Three and a half thousand years ago, or February as it’s otherwise known, my social media feeds were filled with reports of YouTubers and American comedy duo Rhett and Link publicly ‘deconverting’ from their Christian faith.
It was an odd deconversion. In other tragic cases we’ve seen Christian celebrities making an announcement on Instagram, accompanied by moody selfies and the appropriate hashtags: #authentic, #followingmytruth, or #stillbelieveinlove. That’s the pattern, but Rhett and Link took a different turn. They had to because the comedy duo had never, in 15 years, gotten around to telling their audience they were Christian to start with! So the first step was to come clean that they had been Christian – and they really had been very Christian, like missionary-level Christian – and then, having described decades in the faith over the course of a couple of podcasts, they were ready for the true reveal: they weren’t Christians now. Just like most of their fans thought they weren’t anyway! Told you it was an odd deconversion.
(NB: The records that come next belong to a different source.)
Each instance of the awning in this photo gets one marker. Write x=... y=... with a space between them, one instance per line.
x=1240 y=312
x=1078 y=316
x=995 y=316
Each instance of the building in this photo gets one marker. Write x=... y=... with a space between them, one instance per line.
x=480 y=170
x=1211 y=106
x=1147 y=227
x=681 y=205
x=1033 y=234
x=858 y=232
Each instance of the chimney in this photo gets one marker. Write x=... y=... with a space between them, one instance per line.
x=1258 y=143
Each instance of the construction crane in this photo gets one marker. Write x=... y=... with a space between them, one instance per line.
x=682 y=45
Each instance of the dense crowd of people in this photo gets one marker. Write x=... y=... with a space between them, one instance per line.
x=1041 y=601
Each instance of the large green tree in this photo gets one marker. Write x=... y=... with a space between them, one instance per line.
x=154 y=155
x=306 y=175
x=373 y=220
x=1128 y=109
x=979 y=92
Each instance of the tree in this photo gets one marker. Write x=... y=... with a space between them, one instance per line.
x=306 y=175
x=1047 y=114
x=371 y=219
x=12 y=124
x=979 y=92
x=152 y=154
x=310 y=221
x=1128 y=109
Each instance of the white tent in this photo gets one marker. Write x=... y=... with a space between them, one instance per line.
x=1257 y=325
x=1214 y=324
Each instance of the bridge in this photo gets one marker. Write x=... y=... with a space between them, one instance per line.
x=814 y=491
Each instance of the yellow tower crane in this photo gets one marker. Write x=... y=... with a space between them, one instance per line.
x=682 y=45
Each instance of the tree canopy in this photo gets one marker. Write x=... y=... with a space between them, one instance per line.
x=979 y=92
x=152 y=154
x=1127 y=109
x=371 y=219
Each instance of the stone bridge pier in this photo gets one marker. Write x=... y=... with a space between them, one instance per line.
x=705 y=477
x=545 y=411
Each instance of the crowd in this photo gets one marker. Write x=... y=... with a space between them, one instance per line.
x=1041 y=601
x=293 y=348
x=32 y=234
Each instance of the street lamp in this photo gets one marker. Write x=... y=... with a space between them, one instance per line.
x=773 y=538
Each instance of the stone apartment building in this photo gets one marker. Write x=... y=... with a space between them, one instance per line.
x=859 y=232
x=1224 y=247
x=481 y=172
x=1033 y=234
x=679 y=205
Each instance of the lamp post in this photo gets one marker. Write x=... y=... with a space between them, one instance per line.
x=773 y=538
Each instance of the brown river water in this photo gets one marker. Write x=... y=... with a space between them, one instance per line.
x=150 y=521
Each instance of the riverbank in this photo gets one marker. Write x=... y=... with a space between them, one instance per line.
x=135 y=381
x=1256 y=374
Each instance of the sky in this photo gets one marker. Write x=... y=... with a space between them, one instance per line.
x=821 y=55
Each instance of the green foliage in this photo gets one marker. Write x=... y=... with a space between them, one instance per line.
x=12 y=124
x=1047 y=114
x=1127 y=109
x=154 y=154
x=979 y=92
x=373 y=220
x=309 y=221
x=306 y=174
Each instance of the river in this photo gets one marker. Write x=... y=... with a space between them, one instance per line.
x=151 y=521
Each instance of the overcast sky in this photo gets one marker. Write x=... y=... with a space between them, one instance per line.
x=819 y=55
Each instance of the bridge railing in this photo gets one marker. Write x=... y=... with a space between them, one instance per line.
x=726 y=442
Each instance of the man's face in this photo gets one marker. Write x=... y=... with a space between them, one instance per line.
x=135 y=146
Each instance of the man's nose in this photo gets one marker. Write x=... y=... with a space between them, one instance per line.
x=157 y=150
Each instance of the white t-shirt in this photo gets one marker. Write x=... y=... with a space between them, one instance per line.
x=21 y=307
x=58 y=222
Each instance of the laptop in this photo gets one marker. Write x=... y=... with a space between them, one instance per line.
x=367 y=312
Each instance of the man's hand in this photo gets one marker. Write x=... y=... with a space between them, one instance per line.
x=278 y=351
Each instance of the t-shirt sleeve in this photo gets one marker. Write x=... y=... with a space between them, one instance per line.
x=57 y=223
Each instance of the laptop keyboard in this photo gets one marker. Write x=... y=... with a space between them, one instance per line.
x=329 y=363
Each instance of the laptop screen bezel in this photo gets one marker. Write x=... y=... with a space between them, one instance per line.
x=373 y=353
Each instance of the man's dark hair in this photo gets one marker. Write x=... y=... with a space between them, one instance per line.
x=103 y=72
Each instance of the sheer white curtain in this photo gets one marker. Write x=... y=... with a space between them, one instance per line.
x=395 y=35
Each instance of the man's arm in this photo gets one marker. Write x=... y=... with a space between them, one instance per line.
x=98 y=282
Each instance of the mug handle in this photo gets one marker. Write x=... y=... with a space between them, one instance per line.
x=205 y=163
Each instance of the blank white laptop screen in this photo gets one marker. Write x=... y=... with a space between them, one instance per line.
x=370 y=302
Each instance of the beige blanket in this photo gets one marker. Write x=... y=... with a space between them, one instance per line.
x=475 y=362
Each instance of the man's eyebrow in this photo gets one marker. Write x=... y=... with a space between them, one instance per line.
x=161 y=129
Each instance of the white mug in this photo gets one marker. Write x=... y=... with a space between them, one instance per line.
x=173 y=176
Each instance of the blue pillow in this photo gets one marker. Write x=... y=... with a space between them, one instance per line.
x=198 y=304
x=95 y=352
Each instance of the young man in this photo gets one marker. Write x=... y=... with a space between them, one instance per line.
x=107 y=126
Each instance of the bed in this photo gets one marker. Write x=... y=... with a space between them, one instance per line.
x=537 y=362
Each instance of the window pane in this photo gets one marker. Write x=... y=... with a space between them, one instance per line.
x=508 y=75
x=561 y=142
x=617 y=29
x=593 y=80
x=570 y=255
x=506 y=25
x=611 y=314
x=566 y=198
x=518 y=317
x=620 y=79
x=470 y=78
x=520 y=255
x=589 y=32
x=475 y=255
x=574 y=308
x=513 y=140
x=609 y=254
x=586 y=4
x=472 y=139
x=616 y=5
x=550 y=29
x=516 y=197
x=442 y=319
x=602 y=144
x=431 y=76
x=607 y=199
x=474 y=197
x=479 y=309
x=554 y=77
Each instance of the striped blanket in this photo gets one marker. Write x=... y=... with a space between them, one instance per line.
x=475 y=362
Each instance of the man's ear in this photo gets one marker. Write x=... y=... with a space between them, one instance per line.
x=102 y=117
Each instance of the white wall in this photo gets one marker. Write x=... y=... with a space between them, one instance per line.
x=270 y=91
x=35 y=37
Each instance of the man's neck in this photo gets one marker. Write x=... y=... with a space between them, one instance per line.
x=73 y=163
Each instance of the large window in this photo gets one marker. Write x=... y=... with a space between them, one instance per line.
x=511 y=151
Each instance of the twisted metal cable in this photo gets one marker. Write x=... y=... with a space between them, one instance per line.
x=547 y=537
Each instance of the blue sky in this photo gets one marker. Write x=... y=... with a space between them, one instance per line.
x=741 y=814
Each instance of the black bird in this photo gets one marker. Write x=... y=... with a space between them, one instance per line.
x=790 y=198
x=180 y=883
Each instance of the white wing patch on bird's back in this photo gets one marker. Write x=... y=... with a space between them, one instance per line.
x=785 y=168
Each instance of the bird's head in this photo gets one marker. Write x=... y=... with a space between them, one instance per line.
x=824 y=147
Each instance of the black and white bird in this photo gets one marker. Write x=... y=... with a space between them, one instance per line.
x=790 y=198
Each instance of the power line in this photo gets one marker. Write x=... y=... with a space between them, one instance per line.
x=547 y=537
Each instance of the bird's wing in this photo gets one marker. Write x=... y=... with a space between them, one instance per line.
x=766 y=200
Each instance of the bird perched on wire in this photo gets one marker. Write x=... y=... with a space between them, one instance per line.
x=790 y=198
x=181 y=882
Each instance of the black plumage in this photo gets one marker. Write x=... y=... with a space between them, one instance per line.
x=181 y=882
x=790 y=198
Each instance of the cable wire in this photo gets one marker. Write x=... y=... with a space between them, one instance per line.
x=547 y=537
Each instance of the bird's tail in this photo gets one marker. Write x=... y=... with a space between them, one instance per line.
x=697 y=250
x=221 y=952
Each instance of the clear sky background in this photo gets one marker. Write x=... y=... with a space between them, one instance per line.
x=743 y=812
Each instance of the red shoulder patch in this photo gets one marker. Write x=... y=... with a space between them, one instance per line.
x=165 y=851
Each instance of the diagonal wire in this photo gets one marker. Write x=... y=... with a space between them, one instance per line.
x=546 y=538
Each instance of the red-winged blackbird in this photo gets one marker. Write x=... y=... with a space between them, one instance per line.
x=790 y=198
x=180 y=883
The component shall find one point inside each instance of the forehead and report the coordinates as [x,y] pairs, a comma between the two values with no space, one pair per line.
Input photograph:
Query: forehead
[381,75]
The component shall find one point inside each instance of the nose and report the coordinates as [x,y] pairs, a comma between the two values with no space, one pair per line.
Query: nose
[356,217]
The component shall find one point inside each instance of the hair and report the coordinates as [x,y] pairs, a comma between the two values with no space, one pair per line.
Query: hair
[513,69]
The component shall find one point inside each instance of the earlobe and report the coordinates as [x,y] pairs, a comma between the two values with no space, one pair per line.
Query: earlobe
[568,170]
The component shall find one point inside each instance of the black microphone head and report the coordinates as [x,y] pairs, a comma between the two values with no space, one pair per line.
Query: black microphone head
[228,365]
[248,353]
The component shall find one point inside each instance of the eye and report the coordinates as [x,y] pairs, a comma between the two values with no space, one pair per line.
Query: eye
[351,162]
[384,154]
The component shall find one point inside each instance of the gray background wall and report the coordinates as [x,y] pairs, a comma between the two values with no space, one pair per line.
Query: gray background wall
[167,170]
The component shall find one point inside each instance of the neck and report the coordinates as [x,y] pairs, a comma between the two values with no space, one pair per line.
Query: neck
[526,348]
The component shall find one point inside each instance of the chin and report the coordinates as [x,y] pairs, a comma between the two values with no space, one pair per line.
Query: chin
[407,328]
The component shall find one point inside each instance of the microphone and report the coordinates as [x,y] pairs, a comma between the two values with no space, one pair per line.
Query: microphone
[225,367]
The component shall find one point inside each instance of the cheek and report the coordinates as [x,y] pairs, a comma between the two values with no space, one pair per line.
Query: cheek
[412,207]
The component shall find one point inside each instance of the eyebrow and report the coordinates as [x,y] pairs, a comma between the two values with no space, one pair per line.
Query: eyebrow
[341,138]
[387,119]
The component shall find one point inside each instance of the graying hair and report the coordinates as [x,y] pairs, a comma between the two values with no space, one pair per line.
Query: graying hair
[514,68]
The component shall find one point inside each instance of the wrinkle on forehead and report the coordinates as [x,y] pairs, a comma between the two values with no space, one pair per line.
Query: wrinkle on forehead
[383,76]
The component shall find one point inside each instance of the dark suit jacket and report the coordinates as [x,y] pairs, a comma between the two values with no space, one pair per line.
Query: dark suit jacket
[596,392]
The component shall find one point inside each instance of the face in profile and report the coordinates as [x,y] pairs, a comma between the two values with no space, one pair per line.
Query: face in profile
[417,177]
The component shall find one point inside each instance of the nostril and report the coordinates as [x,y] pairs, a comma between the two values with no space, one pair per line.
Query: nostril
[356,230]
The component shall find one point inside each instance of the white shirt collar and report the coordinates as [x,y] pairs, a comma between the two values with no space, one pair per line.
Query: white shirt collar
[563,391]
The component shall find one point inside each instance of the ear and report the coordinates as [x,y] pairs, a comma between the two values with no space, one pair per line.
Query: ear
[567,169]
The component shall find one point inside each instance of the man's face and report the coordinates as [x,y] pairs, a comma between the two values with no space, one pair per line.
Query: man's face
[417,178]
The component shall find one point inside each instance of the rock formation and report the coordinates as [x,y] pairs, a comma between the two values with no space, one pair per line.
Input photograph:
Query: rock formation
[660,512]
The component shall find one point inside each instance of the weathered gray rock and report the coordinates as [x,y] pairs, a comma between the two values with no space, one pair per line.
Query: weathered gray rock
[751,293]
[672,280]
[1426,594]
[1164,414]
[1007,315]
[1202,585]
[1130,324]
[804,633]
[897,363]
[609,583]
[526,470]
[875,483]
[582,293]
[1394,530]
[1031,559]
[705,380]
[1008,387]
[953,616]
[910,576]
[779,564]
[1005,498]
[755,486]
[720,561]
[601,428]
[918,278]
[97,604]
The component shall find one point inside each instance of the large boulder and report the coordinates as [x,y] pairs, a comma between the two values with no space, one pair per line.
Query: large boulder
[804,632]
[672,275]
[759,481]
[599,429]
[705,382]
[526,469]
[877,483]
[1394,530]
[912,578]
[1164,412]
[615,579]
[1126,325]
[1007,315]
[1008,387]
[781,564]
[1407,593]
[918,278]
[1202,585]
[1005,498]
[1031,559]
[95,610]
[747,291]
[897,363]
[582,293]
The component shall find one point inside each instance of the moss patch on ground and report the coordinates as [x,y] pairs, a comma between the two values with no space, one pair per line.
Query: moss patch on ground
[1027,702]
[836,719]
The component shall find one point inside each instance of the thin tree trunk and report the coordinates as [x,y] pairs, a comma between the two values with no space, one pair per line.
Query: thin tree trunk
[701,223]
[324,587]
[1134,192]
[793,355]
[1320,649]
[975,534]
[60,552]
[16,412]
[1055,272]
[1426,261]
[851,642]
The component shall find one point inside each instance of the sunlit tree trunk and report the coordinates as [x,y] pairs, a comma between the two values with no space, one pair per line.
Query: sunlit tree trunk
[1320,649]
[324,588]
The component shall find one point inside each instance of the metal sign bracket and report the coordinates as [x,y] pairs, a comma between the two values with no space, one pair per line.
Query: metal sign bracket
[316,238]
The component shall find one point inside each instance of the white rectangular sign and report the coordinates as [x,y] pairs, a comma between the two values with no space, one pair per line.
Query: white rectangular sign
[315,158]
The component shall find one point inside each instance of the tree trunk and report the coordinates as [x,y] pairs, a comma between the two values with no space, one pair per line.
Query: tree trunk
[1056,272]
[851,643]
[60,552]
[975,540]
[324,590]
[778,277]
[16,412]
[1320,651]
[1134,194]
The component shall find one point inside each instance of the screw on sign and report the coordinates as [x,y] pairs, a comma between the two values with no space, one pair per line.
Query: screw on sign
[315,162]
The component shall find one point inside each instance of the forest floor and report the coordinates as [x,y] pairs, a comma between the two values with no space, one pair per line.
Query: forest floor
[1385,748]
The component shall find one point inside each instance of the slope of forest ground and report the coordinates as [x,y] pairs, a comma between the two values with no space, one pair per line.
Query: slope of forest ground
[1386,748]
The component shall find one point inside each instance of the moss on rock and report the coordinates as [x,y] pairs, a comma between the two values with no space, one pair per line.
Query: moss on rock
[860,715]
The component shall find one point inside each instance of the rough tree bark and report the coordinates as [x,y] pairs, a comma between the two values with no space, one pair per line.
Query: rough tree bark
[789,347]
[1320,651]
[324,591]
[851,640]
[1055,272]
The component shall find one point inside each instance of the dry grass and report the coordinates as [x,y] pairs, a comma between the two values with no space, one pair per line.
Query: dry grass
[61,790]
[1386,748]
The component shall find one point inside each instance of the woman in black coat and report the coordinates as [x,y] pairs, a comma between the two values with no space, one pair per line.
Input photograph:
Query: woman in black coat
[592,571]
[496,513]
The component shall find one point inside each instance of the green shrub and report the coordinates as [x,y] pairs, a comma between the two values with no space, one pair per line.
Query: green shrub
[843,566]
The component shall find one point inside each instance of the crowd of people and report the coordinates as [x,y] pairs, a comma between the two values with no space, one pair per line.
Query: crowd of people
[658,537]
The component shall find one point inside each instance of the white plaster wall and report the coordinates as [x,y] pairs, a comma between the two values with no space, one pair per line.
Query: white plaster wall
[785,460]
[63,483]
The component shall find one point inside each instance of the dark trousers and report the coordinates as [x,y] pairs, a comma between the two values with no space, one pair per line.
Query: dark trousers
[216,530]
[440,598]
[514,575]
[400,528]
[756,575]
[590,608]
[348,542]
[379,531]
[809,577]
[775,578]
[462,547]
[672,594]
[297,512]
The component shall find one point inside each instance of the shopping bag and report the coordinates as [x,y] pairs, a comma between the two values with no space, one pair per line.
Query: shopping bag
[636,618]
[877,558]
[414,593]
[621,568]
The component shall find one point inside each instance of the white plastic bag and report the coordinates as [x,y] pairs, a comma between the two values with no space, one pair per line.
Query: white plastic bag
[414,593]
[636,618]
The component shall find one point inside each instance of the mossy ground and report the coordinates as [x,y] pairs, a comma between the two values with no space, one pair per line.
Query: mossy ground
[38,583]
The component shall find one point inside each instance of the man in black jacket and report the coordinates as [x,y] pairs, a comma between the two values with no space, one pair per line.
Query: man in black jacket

For the last decade and a half Rhett McLaughlin and Link Neal have built an enormous platform on social media. They are among the most recognisable faces on YouTube with over 20million subscribers. Before this, though, they had been missionaries with Cru, one of America’s largest evangelistic ministries, based on over 5,000 campuses. In some ways the transition was seamless. Their schtick on YouTube is like their work for Cru: good-natured pranks and challenges familiar to youth and student workers the world over – ‘Chubby Bunnies’ for a YouTube audience. But they never credited their sources. Or their Source.